“Well, it’s about time!”
“Why only a week? It ought to be at least two weeks.”
Those were the first and foremost reactions when the week-long “dead period” was adopted and implemented for the first time during the summer of 2007. After several years of study and surveys and statewide discussion, the MHSAA Representative Council approved the policy that school coaches would not interact in athletic settings with students of their school districts in grades 7 through 12, and schools would not allow others to use school facilities to do what school coaches could not, during the seven consecutive summer days of each district’s choosing.
It was a response to students, parents and coaches alike, each looking for a little time away, perhaps some family time, a period where they wouldn’t have to be worried that one team was gaining an advantage while another team took a break.

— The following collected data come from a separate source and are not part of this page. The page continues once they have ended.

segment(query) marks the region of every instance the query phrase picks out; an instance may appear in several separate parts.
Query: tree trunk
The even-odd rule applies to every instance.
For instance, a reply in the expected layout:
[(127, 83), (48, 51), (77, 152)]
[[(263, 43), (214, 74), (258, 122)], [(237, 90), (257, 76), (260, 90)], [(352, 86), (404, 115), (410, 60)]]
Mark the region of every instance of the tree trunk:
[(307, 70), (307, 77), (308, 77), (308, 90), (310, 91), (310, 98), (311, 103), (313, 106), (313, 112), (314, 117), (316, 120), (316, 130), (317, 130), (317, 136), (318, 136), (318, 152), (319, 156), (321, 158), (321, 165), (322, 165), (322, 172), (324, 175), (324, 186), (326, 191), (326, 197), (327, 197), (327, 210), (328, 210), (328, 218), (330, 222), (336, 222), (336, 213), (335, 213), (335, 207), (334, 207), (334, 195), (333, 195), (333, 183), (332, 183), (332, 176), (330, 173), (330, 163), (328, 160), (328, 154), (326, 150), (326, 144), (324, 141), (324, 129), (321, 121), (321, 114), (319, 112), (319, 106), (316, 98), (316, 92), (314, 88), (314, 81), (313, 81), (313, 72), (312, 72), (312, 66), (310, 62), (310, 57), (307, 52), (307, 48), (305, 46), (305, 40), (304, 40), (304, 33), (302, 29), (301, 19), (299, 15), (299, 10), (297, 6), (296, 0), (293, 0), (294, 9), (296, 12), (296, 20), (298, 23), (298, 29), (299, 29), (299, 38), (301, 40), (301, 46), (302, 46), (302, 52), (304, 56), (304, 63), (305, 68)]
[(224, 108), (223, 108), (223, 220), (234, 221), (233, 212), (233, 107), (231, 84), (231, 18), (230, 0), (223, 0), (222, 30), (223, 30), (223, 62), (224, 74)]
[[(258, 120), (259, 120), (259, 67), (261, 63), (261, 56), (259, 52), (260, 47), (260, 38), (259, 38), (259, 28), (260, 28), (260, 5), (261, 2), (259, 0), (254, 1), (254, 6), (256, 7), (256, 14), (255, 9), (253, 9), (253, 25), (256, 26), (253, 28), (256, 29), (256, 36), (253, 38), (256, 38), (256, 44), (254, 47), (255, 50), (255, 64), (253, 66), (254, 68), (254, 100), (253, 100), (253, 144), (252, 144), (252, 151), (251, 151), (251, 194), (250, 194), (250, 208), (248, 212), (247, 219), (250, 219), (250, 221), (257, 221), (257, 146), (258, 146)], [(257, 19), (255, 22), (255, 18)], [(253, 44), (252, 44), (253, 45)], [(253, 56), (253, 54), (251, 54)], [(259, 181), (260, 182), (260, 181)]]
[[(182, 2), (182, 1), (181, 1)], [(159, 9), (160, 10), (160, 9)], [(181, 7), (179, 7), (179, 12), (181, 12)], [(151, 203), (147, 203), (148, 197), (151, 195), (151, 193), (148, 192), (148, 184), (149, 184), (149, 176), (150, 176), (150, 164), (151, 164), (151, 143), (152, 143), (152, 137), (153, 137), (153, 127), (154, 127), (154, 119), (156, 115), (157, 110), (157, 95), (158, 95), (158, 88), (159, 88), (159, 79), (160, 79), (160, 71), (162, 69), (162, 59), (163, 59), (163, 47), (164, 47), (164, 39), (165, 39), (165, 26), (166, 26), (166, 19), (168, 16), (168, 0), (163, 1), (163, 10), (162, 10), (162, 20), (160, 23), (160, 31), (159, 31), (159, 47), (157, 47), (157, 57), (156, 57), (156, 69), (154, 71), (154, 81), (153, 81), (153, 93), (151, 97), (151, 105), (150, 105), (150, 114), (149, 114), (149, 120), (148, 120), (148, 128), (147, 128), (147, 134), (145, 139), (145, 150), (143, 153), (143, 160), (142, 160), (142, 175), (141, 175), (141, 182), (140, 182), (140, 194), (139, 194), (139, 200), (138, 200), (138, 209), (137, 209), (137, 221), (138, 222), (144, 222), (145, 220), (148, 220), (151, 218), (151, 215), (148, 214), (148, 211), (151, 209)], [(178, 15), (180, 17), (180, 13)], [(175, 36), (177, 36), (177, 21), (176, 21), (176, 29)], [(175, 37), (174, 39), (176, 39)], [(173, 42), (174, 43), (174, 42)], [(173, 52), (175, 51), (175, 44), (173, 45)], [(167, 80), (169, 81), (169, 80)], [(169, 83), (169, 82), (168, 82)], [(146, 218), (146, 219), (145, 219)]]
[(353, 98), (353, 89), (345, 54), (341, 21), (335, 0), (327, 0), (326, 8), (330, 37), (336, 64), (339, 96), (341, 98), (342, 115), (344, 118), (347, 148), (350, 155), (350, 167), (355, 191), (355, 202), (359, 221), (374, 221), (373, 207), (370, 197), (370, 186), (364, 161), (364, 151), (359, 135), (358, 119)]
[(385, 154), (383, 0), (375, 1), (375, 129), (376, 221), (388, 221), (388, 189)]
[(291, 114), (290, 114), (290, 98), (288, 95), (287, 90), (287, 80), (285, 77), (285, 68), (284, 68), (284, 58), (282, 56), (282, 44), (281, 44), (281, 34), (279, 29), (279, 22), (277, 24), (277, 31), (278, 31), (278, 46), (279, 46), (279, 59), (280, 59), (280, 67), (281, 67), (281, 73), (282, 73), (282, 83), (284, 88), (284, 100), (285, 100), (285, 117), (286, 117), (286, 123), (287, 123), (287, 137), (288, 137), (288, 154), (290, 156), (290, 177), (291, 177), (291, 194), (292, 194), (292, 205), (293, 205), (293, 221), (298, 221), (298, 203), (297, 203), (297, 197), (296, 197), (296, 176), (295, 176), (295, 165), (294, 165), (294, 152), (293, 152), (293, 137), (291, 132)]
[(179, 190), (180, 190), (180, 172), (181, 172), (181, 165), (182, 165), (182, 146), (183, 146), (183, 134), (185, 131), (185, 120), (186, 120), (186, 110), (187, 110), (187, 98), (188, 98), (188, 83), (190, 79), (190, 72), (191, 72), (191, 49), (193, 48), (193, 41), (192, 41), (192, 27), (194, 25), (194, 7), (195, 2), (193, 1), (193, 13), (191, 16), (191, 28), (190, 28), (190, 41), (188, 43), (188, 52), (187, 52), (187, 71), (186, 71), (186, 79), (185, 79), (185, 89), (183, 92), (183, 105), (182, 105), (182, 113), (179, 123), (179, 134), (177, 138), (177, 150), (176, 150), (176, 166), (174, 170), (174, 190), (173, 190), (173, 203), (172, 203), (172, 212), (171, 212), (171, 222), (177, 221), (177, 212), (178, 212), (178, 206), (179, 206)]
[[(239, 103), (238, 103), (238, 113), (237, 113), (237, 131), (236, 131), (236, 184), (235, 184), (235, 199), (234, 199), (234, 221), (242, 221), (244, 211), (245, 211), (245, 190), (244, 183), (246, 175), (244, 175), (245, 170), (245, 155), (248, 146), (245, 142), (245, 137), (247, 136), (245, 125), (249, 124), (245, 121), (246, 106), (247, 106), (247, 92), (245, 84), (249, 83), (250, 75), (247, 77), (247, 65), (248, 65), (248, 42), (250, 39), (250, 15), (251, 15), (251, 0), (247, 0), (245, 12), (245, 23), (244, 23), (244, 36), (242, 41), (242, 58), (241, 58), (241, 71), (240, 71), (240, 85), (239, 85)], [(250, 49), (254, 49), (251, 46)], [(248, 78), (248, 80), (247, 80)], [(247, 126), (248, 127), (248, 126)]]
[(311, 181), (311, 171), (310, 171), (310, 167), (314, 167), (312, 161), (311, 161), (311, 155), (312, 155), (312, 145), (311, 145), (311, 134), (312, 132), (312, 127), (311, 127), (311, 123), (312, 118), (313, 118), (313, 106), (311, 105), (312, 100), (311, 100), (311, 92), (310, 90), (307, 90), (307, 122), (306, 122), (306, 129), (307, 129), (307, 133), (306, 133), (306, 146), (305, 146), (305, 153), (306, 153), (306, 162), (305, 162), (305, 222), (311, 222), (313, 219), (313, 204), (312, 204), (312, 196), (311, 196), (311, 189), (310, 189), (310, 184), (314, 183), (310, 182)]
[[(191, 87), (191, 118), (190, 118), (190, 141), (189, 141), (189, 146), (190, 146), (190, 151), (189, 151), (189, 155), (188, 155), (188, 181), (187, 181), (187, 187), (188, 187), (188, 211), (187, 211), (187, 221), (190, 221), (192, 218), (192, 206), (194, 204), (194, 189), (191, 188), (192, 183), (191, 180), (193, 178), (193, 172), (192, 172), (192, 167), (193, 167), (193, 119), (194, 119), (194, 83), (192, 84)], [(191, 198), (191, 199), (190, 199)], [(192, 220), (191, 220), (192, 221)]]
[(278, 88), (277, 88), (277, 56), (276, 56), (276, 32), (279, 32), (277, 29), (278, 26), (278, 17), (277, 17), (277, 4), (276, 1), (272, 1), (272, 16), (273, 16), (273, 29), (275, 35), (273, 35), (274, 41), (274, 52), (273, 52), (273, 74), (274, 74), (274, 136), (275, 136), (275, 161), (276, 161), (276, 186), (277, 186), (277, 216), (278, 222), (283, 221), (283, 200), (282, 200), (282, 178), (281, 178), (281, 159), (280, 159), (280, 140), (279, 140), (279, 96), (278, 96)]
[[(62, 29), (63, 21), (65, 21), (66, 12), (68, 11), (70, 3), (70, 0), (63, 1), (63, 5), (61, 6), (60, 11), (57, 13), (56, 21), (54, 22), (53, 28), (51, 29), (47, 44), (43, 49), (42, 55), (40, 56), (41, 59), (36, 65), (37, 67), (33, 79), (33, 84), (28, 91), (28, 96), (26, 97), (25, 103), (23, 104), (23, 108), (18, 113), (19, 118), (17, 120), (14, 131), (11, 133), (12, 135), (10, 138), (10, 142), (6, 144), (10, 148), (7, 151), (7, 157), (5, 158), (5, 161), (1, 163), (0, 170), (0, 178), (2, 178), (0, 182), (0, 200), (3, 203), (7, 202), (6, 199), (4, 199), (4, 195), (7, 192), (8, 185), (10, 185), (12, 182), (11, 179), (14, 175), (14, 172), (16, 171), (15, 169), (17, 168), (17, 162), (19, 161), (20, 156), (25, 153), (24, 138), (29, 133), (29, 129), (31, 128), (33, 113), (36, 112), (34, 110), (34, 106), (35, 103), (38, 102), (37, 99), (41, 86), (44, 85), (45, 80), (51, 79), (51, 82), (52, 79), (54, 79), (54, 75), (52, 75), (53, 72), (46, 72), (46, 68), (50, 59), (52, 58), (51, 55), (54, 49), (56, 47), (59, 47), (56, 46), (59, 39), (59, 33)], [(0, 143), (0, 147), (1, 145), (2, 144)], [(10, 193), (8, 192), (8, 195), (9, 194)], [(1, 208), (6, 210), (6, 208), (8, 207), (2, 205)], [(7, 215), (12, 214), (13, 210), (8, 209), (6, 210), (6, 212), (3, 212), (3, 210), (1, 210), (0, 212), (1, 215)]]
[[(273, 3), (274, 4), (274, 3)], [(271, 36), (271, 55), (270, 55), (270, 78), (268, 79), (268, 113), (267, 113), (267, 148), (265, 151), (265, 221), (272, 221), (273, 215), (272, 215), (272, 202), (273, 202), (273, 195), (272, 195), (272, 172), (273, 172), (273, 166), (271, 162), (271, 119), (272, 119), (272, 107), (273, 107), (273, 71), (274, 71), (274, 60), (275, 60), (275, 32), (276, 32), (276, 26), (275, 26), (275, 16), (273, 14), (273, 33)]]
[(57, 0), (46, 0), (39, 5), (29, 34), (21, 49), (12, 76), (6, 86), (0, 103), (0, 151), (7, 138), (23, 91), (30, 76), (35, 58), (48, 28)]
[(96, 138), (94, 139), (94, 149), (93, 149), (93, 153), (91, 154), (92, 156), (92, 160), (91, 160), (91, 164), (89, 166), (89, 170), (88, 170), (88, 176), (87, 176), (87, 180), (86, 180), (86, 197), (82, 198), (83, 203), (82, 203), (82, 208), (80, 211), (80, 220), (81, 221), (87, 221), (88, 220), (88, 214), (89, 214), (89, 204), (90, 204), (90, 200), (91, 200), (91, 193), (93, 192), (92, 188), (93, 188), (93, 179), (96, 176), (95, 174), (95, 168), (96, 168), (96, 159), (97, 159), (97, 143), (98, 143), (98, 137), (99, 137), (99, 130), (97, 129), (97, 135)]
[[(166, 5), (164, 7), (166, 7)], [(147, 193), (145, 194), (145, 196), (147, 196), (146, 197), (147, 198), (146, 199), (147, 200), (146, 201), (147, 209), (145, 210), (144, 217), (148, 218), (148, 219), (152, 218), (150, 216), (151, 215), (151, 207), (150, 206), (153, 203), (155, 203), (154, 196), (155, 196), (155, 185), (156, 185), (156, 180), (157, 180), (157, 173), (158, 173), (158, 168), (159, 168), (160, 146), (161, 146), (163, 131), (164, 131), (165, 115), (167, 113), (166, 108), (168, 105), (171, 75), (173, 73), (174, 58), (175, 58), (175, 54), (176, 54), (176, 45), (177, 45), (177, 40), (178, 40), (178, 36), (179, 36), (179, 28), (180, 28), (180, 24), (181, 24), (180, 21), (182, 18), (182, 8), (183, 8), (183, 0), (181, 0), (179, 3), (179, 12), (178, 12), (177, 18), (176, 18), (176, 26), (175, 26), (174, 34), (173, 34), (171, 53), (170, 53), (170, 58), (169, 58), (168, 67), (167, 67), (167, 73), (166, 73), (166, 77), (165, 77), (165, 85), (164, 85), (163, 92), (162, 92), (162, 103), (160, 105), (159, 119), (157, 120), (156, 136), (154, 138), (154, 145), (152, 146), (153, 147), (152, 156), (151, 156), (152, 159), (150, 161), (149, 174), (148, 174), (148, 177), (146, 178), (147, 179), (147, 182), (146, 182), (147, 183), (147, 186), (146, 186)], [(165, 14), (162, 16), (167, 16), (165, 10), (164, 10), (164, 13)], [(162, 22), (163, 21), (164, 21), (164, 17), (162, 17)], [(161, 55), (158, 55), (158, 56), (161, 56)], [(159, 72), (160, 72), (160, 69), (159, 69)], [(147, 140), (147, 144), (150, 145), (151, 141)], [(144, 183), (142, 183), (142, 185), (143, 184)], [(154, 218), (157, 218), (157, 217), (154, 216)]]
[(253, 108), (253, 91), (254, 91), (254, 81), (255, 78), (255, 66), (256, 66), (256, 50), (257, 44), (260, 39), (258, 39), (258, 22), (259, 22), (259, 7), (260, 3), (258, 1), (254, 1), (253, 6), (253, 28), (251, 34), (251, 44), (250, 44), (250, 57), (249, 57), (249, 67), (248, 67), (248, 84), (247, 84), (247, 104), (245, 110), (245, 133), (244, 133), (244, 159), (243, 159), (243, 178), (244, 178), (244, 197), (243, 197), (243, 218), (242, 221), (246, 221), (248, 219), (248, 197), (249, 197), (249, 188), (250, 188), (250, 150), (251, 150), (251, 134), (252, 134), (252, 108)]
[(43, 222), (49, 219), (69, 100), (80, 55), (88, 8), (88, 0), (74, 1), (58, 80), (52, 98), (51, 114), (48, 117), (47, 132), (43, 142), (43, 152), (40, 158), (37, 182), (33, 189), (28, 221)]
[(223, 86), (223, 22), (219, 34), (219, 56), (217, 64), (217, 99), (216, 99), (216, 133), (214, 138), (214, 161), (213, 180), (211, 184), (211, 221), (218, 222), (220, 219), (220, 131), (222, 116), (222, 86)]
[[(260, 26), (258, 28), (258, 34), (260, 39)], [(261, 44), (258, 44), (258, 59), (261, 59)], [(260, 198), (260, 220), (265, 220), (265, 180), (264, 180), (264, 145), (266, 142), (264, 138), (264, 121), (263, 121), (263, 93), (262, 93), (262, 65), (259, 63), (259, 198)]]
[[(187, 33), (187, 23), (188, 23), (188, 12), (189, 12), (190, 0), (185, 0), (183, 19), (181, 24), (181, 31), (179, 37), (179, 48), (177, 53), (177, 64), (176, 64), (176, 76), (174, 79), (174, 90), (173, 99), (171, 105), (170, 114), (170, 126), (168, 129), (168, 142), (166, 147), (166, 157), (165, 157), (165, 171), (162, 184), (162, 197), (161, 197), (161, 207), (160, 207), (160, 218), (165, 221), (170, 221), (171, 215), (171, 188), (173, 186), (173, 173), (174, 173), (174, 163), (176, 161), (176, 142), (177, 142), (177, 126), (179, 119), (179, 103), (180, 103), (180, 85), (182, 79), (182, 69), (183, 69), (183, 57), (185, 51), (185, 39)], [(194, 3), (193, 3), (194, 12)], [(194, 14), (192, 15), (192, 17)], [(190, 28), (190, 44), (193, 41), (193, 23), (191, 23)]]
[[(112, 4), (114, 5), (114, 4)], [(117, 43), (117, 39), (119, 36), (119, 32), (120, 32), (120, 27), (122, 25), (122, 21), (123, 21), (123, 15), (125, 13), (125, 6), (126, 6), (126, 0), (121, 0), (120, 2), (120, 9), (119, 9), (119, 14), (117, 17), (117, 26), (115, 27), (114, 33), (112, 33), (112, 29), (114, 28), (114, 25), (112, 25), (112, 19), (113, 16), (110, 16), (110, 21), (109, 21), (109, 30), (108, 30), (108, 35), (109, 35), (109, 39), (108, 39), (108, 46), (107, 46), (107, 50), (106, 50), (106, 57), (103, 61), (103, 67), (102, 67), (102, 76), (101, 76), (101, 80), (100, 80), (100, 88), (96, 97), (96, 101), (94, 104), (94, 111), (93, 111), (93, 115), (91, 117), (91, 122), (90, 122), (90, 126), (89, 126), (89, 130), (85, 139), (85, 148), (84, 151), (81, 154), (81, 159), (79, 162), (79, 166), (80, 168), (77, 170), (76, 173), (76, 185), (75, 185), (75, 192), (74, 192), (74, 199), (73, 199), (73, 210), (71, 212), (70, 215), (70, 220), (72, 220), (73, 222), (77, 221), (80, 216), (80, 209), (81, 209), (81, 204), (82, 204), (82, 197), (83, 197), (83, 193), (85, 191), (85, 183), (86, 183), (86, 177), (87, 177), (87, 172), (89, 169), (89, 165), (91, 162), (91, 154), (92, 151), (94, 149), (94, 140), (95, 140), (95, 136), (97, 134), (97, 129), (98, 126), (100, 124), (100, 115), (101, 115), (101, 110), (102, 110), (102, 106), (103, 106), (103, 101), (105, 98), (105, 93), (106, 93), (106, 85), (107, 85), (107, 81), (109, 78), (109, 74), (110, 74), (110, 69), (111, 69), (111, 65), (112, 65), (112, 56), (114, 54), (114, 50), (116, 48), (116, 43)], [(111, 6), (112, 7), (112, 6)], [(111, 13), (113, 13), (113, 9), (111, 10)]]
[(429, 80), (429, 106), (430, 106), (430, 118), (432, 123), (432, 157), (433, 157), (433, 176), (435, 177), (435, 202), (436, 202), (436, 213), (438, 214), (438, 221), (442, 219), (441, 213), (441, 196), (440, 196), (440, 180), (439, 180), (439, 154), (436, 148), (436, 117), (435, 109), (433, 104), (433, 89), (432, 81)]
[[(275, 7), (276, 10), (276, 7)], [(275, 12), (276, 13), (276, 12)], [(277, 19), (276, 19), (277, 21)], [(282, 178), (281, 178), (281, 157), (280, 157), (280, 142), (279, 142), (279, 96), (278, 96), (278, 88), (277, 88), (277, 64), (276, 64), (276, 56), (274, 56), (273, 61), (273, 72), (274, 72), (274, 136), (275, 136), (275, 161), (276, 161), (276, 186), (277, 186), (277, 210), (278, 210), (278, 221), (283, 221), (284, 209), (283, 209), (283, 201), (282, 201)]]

In most school districts – more than 90 percent, according to our surveys – the seven consecutive days somehow include the July 4th holiday. In some districts, the break is utilized to refinish gym floors or perform other important maintenance that would chase away users.
While the dead period’s adoption was one of the most universally praised policy changes of the past decade, it has not been without requests for modification. There’s been some criticism that the organized competition of non-school summer baseball and softball is exempted, and there have been several requests to provide tennis and swimming & diving that same special treatment.
In 2007, almost 60 percent of 807 respondents to the MHSAA fall Update Meeting Survey expressed a favorable opinion to lengthening the dead period from seven to ten or 14 consecutive days; but the majority opposed any change in application of the policy to tennis, swimming & diving or baseball/softball.
It likely is now, or soon will be, the dead period for your school district. Use the time to think about something else, and to do something different.